Kabupaten Bondowoso pendampingan SPAB digelar di SMP Negeri 7 Bondowoso, hari Rabu (30/6/2026). Fasilitasi pendampingan SPAB diikuti oleh 15 peserta yang berasal dari perwakilan satuan pendidikan; PAUD (TK dan KB), SD, SMP, SMA, dan SLB.
Narasumber atau Fasilitator SPAB berasal dari IGI Jawa Timur; Netty Sriwiyanti dan S. Ayu, M. Heru M, (BPBD Kabupaten Bondowoso), serta Dewi Rahayu, SH. (Sekretaris Dinas Pendidikan Kabupaten Bondowoso).
Peserta dibekali materi-materi kebencanaan; seperti; konsep SPAB, menyusun SK Tim bencana sekolah, cara pengurangan risiko bencana, penyusunan rencana kesiap-siagaan sekolah, dan penguatan budaya aman bencana di lingkungan pendidikan, serta simulasi bencana.
Dalam paparannya, para narasumber menegaskan bahwa sekolah memiliki peran strategis dalam membangun budaya sadar bencana sejak dini. Oleh karena itu, implementasi SPAB tidak hanya berorientasi pada kesiapsiagaan saat terjadi bencana, tetapi juga mencakup upaya mitigasi, penguatan tata kelola sekolah, serta penciptaan lingkungan belajar yang aman bagi seluruh warga sekolah.

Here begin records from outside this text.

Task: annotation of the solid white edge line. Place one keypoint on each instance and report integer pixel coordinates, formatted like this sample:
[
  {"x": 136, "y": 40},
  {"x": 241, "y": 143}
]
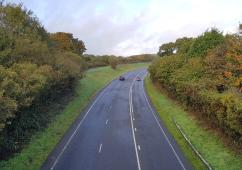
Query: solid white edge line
[
  {"x": 100, "y": 148},
  {"x": 73, "y": 134},
  {"x": 132, "y": 126},
  {"x": 139, "y": 147},
  {"x": 168, "y": 141}
]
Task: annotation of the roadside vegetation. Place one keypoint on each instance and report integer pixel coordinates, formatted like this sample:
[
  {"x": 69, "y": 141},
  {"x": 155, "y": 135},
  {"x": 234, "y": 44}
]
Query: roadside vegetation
[
  {"x": 209, "y": 145},
  {"x": 39, "y": 72},
  {"x": 204, "y": 75},
  {"x": 43, "y": 142}
]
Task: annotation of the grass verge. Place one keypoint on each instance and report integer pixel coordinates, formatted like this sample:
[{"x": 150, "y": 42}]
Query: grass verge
[
  {"x": 208, "y": 144},
  {"x": 41, "y": 144}
]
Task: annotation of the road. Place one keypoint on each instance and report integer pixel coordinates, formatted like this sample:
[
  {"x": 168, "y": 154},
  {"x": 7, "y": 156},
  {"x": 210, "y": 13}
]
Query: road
[{"x": 118, "y": 131}]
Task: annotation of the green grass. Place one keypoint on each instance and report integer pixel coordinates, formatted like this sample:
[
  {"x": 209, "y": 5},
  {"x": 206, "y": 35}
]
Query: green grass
[
  {"x": 41, "y": 144},
  {"x": 207, "y": 143}
]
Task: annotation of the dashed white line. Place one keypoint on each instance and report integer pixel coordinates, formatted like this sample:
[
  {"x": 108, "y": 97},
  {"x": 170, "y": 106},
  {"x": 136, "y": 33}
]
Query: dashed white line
[
  {"x": 74, "y": 133},
  {"x": 132, "y": 126},
  {"x": 139, "y": 147},
  {"x": 100, "y": 148}
]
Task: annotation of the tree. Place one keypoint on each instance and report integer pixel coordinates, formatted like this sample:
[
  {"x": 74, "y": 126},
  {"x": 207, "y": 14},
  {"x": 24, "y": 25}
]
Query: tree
[
  {"x": 67, "y": 42},
  {"x": 166, "y": 49},
  {"x": 113, "y": 62}
]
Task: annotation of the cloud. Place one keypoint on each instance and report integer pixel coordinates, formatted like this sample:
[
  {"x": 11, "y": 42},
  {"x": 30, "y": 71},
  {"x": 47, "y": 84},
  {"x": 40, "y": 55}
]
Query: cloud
[{"x": 124, "y": 27}]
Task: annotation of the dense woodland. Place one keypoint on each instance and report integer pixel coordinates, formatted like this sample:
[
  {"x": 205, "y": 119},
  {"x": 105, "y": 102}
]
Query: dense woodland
[
  {"x": 36, "y": 69},
  {"x": 205, "y": 74}
]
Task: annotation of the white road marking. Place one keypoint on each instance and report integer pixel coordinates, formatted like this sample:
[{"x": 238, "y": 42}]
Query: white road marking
[
  {"x": 74, "y": 133},
  {"x": 168, "y": 141},
  {"x": 139, "y": 147},
  {"x": 131, "y": 120},
  {"x": 100, "y": 148}
]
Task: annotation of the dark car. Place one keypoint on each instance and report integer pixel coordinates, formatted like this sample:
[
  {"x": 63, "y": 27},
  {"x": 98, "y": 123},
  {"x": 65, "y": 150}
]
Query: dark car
[
  {"x": 121, "y": 78},
  {"x": 138, "y": 79}
]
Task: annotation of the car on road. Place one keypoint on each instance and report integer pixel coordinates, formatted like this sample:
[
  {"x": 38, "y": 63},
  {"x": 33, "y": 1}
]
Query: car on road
[
  {"x": 138, "y": 79},
  {"x": 121, "y": 78}
]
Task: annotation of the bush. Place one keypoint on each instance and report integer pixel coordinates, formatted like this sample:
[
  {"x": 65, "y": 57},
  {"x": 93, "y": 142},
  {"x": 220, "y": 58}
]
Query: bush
[{"x": 215, "y": 61}]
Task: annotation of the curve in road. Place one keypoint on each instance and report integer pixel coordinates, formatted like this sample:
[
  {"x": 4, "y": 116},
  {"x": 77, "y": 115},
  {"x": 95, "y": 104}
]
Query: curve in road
[{"x": 118, "y": 131}]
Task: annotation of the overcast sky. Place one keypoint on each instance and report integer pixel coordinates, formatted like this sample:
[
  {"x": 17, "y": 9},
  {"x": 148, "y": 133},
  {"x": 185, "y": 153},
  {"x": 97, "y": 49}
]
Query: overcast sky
[{"x": 127, "y": 27}]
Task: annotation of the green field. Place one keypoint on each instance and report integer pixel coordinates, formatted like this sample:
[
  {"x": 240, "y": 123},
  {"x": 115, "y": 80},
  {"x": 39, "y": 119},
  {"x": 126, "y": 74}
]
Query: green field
[
  {"x": 41, "y": 144},
  {"x": 209, "y": 145}
]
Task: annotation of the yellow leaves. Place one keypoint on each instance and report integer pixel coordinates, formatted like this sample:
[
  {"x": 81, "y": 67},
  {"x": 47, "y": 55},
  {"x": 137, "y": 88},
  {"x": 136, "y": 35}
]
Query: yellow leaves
[{"x": 227, "y": 74}]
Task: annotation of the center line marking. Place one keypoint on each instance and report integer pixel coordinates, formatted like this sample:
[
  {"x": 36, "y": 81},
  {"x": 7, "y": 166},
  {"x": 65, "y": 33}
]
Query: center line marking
[
  {"x": 139, "y": 147},
  {"x": 131, "y": 111},
  {"x": 100, "y": 148}
]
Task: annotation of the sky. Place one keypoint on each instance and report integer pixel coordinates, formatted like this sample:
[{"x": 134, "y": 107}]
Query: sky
[{"x": 129, "y": 27}]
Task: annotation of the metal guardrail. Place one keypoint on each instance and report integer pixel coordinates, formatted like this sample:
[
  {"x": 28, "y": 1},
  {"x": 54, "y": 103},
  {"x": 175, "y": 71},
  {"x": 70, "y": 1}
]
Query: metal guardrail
[{"x": 192, "y": 146}]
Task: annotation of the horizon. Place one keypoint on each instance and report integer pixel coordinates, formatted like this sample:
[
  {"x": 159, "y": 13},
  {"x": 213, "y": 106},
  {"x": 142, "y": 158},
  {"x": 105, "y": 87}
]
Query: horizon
[{"x": 125, "y": 28}]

Materi yang disampaikan mencakup kebijakan SPAB, identifikasi potensi risiko bencana di lingkungan sekolah, penyusunan rencana kontinjensi, pembentukan tim siaga bencana, hingga pentingnya pelaksanaan simulasi secara berkala.
Sementara itu, BPBD Kabupaten Bondowoso memaparkan karakteristik ancaman bencana di wilayah Bondowoso. sekaligus mendorong kolaborasi antara pemerintah daerah, sekolah, dan masyarakat dalam memperkuat upaya mitigasi.
Sementara itu, Dewi Rahayu, SH., menjelaskan, “Saya mengajak peserta untuk mulai mengimplementasikan hasil fasilitasi di satuan pendidikan masing-masing. Sekolah yang aman dari risiko bencana merupakan salah satu prasyarat penting dalam mewujudkan layanan pendidikan yang bermutu dan berkelanjutan, karena di Kabupaten Bondowoso masih ditemui bencana banjir di sekolah,” jelasnya.
“Saya mengajak untuk kolaborasi dalam menjalan program SPAB antara BBPMP Jawa Timur, Dinas Pendidikan, IGI Jawa Timur, BPBD Bondowoso, Satuan Pendidikan, dan bapak/ibu guru di Bondowoso,” pungkas Sekretaris Dinas Pendidikan.
Fasilitator SPAB, Netty Sriwiyanti, menyampaikan, “Bahwa keberhasilan program SPAB sangat bergantung pada komitmen seluruh warga sekolah. “SPAB bukan hanya tentang kesiapsiagaan menghadapi bencana, tetapi bagaimana sekolah mampu membangun budaya keselamatan yang menjadi bagian dari aktivitas sehari-hari,” ujarnya.
Melalui kegiatan yang diselenggarakan BBPMP Provinsi Jawa Timur ini, para peserta diharapkan mampu menjadi penggerak implementasi SPAB di sekolah masing-masing. Pengetahuan yang diperoleh selama fasilitasi diharapkan dapat diterapkan melalui penyusunan kebijakan sekolah, penguatan kapasitas warga sekolah.
Program fasilitasi SPAB yang dilaksanakan secara serentak di berbagai daerah di Jawa Timur merupakan bagian upaya pemerintah untuk memperkuat ketangguhan sektor pendidikan terhadap berbagai ancaman bencana dan upaya mitigasi lebih awal.
Dengan meningkatnya kapasitas pendidik dan tenaga kependidikan, diharapkan setiap satuan pendidikan mampu memberikan perlindungan yang optimal bagi peserta didik sekaligus membangun budaya kesiapsiagaan sebagai bagian dari proses pendidikan.